Data You Can Trust

Data you can trust

Technology that works for you

DATA61’s Future Science Vision v1.4

Robert C. Williamson, 2 November 2016

Preamble

Research is at the heart of Data61. Our research is undertaken with a purpose in mind – to create a positive data-driven future. This document outlines our vision1 regarding what we aim to achieve by focusing our research on what the world needs in areas where we have world- leading capability.

Data61 plays two complementary roles in the Australian innovation system. We are “L-shaped” (see the schematic on the right):

· We conduct market driven research (end-use driven projects) in a range of industry sectors; these contribute to the horizontal part of Data61’s mission – solving problems in other CSIRO business units (and leveraging their capability and connections) and the community more broadly.

· We are the home to fundamental research advancing the science and technology of data (the vertical part of the picture).
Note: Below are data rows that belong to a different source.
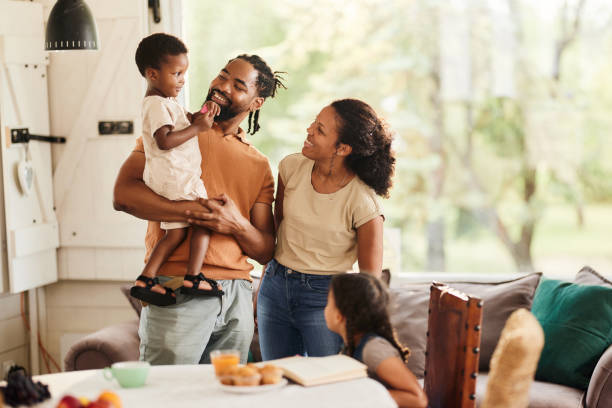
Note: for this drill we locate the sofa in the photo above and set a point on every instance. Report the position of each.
(409, 314)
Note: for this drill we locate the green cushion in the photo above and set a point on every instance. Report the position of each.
(577, 323)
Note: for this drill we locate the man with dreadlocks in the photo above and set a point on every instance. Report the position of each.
(238, 213)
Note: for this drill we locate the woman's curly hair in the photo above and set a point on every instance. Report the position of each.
(363, 300)
(371, 157)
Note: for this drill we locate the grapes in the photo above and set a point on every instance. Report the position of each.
(21, 390)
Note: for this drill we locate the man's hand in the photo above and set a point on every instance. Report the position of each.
(224, 217)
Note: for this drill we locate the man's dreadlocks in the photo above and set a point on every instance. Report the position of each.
(268, 82)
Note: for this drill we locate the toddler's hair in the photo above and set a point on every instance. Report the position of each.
(364, 302)
(152, 50)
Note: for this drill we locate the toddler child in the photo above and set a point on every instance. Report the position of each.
(357, 309)
(173, 164)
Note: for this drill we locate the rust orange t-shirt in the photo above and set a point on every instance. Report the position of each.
(230, 165)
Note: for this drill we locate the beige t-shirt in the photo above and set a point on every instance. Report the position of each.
(318, 233)
(174, 173)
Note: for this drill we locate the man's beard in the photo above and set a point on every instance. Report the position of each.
(225, 112)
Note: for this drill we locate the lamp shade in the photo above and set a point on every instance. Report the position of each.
(71, 27)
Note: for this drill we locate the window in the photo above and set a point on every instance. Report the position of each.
(501, 112)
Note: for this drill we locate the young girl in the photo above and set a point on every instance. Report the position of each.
(357, 309)
(173, 164)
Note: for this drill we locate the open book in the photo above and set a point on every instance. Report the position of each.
(309, 371)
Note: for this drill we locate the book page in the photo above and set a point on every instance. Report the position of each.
(321, 370)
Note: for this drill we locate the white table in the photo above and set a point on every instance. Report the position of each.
(195, 386)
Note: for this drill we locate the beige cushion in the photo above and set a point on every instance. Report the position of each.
(514, 362)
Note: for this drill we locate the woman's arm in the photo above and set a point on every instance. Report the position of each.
(278, 204)
(134, 197)
(369, 246)
(404, 387)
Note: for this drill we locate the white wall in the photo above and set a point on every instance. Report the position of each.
(76, 308)
(14, 344)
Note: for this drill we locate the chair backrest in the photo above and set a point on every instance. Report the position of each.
(453, 348)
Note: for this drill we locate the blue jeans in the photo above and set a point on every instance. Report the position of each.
(290, 315)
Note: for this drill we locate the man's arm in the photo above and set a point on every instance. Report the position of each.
(133, 196)
(255, 236)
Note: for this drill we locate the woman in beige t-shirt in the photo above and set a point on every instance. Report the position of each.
(327, 217)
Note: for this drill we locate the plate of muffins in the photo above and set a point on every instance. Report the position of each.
(246, 379)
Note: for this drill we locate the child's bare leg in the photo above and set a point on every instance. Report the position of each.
(161, 252)
(200, 237)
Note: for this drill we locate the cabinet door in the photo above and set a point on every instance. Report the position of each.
(97, 242)
(32, 235)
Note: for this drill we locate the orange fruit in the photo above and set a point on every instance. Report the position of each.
(110, 397)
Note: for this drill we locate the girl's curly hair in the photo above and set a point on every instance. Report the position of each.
(364, 302)
(371, 157)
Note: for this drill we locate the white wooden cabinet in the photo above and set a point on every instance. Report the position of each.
(97, 242)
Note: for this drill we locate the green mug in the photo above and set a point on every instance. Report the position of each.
(129, 374)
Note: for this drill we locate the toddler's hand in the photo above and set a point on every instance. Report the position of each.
(203, 121)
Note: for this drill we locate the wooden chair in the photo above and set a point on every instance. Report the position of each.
(453, 341)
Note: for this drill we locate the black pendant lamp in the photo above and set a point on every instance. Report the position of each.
(71, 27)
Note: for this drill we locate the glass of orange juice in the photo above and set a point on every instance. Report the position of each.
(224, 359)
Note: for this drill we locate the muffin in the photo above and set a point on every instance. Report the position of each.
(270, 374)
(246, 376)
(226, 375)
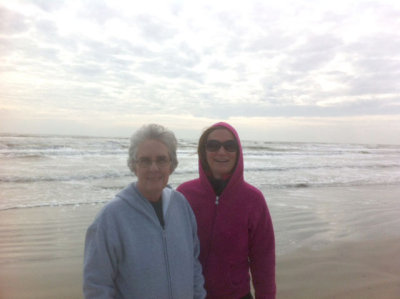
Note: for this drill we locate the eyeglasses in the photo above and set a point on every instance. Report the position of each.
(215, 145)
(146, 162)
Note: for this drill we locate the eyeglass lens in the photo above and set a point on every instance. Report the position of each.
(215, 145)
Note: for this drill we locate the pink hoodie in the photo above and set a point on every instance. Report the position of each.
(235, 232)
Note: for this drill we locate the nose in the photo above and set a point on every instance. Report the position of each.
(221, 150)
(153, 166)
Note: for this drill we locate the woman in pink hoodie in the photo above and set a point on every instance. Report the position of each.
(234, 225)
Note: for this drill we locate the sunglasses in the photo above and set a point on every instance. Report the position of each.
(215, 145)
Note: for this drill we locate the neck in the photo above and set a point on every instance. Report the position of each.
(150, 196)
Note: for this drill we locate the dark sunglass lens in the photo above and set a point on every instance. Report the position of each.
(213, 145)
(230, 146)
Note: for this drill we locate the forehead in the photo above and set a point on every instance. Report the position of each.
(221, 135)
(152, 148)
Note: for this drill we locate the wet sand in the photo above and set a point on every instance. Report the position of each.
(331, 243)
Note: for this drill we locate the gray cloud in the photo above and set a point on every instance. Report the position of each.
(12, 22)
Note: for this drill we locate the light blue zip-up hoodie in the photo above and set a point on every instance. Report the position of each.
(129, 255)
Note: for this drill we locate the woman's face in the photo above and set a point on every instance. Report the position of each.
(221, 161)
(153, 167)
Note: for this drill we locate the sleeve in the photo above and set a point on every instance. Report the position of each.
(199, 291)
(262, 251)
(100, 263)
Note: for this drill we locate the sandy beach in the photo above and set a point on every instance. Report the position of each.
(344, 246)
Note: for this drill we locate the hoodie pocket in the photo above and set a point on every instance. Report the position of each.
(239, 273)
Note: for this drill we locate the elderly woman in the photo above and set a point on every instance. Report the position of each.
(235, 228)
(144, 244)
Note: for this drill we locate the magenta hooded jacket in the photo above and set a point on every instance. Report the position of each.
(235, 232)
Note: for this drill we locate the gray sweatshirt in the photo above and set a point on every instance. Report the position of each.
(129, 255)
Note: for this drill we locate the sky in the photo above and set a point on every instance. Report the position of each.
(319, 71)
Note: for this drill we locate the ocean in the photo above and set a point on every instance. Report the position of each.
(69, 170)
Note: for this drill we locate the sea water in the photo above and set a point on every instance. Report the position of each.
(69, 170)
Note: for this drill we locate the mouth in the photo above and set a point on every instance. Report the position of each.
(221, 161)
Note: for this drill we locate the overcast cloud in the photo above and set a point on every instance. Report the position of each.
(104, 67)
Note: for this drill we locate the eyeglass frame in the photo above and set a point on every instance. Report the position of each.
(229, 145)
(146, 162)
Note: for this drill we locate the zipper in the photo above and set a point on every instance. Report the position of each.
(167, 264)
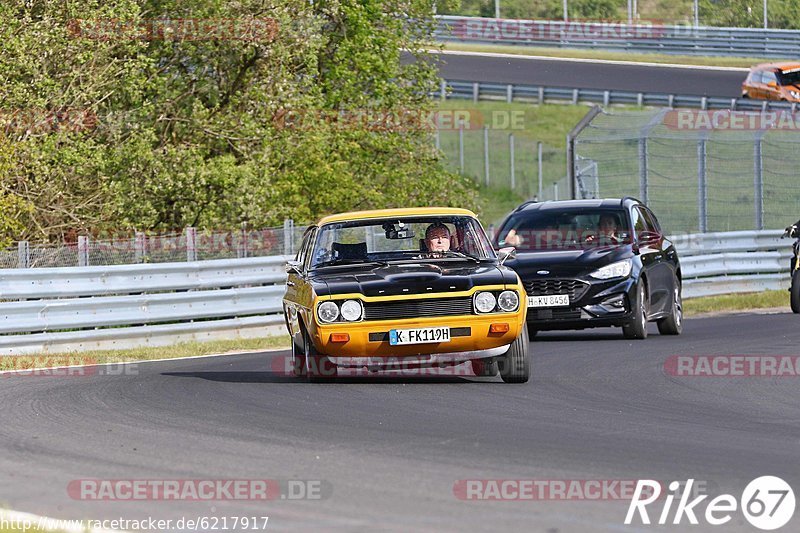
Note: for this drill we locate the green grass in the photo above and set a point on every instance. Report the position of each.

These two parts mutually support each other2. Both are essential. The market component, by definition, is not for us to plan, but to adapt to in an agile manner. The scientific, technological and engineering research we propose to do is ours to plan and shape; that is what this document does.

The purpose of this document3 is to focus our work on the vertical part of the L-shaped schematic. The document captures the bold and ambitious areas of science and technology we wish to advance4. It should be seen as a way of focusing what we do, and allowing us to say “yes” or “no” in a more informed fashion5. The goal is not simply to “put more wood behind fewer arrows” but rather to get most of the arrows pointing in one direction, and to describe the target they are aiming to hit – namely the four goals listed in the callout box. This will help shape our future capability

investments.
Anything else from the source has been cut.